Estudo recente patrocinado pela entidade sugere que o governo reduza o total da despesa real em 2% ao ano durante seis anos consecutivos (2006 a 2011), e trabalhe para manter o total da despesa real por quatro anos (2012 a 2015).

Além disso, o limite do crescimento para o total da receita real deve ser fixado em 50% da taxa de expansão do PIB, não superior a 2,75% ao ano.

O presidente da Fiesp, Paulo Skaf, que já entregou cópia do estudo ao ministro Antônio Palocci, informou à imprensa que alcançado o superávit operacional real positivo, 90% do resultado seria destinado a investimentos no ano posterior e 10% à amortização da dívida no exercício em curso.

Nos últimos nove anos verificou-se grande aumento da dívida pública, gastos do governo e carga tributária. Em 1995 a dívida do governo havia chegado a 30,5% do PIB, pulando para 51,8% no ano passado. No período citado o crescimento acumulado das receitas foi de 63,5%, na média anual de 5,6%, enquanto o crescimento médio anual do PIB foi de 2,2%, inferior à metade do aumento da arrecadação.

O estudo da Fiesp traça um paralelo elucidativo entre as linhas de elevação da carga tributária e despesas governamentais. Esse item acusou, no período considerado, um crescimento acumulado de 61,5% (5,5% ao ano).

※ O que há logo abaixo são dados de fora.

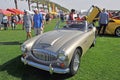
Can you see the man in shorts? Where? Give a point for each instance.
(27, 23)
(38, 22)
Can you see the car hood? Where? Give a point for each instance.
(53, 40)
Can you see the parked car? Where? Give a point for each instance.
(113, 27)
(59, 50)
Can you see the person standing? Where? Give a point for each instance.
(71, 15)
(5, 22)
(13, 21)
(103, 20)
(27, 23)
(38, 22)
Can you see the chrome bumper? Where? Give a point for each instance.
(44, 67)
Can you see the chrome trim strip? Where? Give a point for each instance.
(46, 68)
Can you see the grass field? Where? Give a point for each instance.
(101, 62)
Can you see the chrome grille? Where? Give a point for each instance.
(44, 55)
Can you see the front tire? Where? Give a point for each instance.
(75, 62)
(117, 32)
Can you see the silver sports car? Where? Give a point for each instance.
(59, 50)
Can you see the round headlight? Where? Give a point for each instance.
(23, 48)
(62, 56)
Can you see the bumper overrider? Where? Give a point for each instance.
(44, 67)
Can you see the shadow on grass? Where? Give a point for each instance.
(108, 35)
(16, 68)
(10, 43)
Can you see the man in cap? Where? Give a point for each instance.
(27, 23)
(38, 22)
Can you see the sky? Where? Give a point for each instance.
(86, 4)
(4, 4)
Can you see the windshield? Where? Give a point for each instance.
(71, 25)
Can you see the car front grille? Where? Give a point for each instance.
(44, 55)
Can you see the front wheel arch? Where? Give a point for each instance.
(75, 61)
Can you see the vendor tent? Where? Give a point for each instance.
(5, 12)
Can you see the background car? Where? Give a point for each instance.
(59, 50)
(113, 26)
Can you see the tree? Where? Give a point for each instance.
(16, 6)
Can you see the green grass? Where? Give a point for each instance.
(101, 62)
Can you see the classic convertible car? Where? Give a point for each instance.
(59, 50)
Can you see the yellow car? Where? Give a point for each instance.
(113, 26)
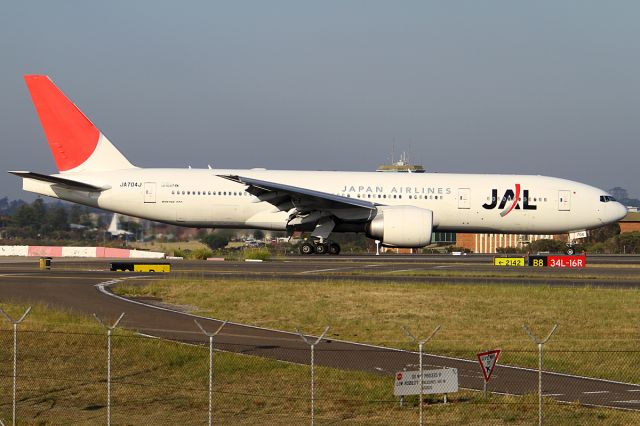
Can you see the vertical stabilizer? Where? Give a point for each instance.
(76, 143)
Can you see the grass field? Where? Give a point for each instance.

A reclamação reiterada dos círculos empresariais é que o governo arrecada muito e é excessivamente perdulário nos gastos. Mais grave é a constatação da má aplicação dos recursos públicos em projetos inadequados ou ineficientes em termos da função social.

Em conclusão, o estudo da Fiesp assegura que se o dever de casa for feito com capricho, até 2015 o PIB poderá crescer à taxa média anual de 5,7%. O problema é convencer os gestores públicos quanto à necessidade de adotar dieta espartana na contenção dos gastos da máquina administrativa.